L'auteure témoigne qu'elle a déjà  "failli mourir deux fois", qu’elle recherche "la vérité sans préconçus" avec la difficulté d’approcher les gens de son pays et qu’elle "écrit pour s’adresser au peuple". Jetée dans les guerres civiles, elle a pris conscience qu’à l’intérieur de celles-ci des gens étaient amenés à se battre contre d’autres issus de leur propre pays.


Quand un autre lecteur - en réaction à une précédente position ouverte de l’auteure sur l’intervention américaine jugée comme « la plus stupide erreur dans l’histoire » de son pays - estime (ayant fait lui-même le voyage jusqu’au VIETNAM) que le pays s’américanise de plus en plus et qu’il n’a pas senti là-bas de ressentiment à l’encontre ni des Américains ni des Français, tout en y ayant entrevu une certaine peur face à la Chine, DUONG THU HUONG avec un hochement de tête explique. Elle comprend cette vision des choses, perçue par un témoin extérieur. L’Histoire se comprend toujours après coup et aujourd’hui les Vietnamiens admettent que les malentendus naissent dans l’Histoire. Quant à la Chine, "elle reste l’Empire du Milieu"…


Reprenant la parole, le premier lecteurv(dont un membre familial a vécu personnellement les retombées de cette Histoire) déplore le manque de communication sur ce régime vietnamien qu’il qualifie de mafieux, puis indique sentir pour sa part encore beaucoup de ressentiment entre Vietnamiens. "Des survivants… auxquels sont tout juste accordés 250 grammes de viande par mois !"...
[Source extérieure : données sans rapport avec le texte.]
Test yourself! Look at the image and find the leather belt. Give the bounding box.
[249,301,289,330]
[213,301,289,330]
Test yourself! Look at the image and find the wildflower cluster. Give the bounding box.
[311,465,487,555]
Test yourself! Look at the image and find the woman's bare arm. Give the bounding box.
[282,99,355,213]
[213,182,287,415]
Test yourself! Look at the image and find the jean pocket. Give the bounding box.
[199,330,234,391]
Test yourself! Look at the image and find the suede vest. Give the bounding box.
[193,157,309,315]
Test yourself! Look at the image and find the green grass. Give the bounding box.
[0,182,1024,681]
DUONG THU HUONG, renchérit. Sur le plan familial, elle a de nombreux cousins, mais  "ils ne se voient presque pas à cause de ces malentendus liés à l’Histoire qui créent des abîmes entre eux... Les vieilles personnes là-bas, ne peuvent oublier". Par ailleurs, dénonce-t-elle, le régime vietnamien est très habile à l’égard des journalistes étrangers, avenant, affable, usant de louanges, mais les crimes sont toujours dans le silence… ».


Cette phrase en jetterait presque un dans la salle...
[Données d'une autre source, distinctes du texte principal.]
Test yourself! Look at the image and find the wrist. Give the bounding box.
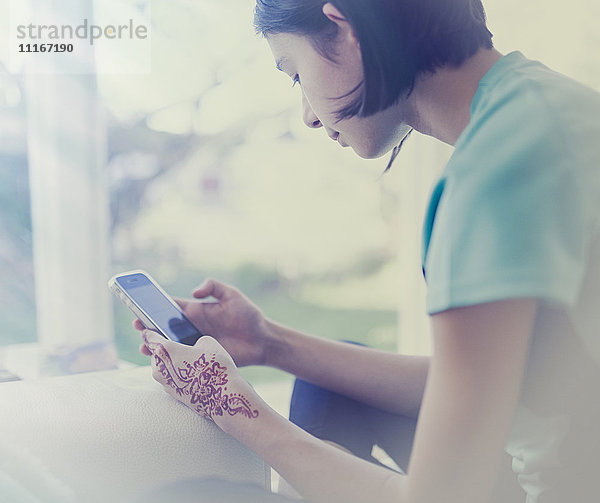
[263,318,290,370]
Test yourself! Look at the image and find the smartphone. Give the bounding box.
[108,270,203,346]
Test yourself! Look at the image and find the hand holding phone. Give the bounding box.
[108,270,204,346]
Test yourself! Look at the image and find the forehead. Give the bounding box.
[267,33,312,70]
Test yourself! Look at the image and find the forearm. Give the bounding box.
[227,402,405,503]
[267,322,430,417]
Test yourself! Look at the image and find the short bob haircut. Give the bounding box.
[254,0,493,120]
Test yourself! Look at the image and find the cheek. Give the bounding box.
[338,119,395,159]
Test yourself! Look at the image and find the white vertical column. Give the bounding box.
[26,0,116,373]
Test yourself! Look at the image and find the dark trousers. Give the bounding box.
[290,379,525,503]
Au final, Guy CHOURAQUI compare ce livre à un Classique et conclut :

« pas de classique sans les replis de l’âme humaine ! ».

 



Je suis ressortie personnellement de la librairie avec l’impression d’une dissidente volontaire, rebelle, en quête de vérité comme un impératif, fortement imprégnée par son vécu et marquée par les déchirements, désireuse de rester proche d’un peuple muselé et contenu, s’opposant ouvertement et avec courage au régime en place.

 

 Présentation de l’auteure par la Librairie (magazine Conversations) :

«  Née en 1947 au Vietnam, Duong Thu Huong, pour avoir défendu ses convictions démocratiques, a été emprisonnée en 1991. Elle a vécu en résidence surveillée dans son pays jusqu’en janvier 2006, date de son arrivée en France pour la sortie de « Terre des Oublis » (Sabine Wespieser éditeur, Grand Prix des lectrices de Elle 2007). « Au Zénith » est le chef d’œuvre de Duong Thu Huong : voici un roman qu’elle portait en elle depuis plus de 10 ans, et où convergent son combat politique et son talent littéraire. »

BIOGRAPHIE :
DUONG THU HUONG est née en 1947. À 20ans, elle dirigeait une brigade de jeunesse communiste envoyée au front pendant la guerre. Avocate des droits de l’homme et des réformes démocratiques, elle n’a cessé de défendre vigoureusement ses engagements pour finir par être exclue du parti communiste en 1990, avant d’être arrêtée et emprisonnée sans procès. Depuis le succès de « Terre des Oublis » et de « Itinéraire d’enfance » (Sabine WESPIESER éditeur 2006 & 2007), elle vit à Paris, où elle se consacre à l’écriture, après des années de résidence surveillée à Hanoï. Bien que ses livres soient désormais interdits de publication dans son pays, elle reste au Vietnam un des écrivains les plus populaires et les plus discutés. Son œuvre est traduite dans le monde entier ».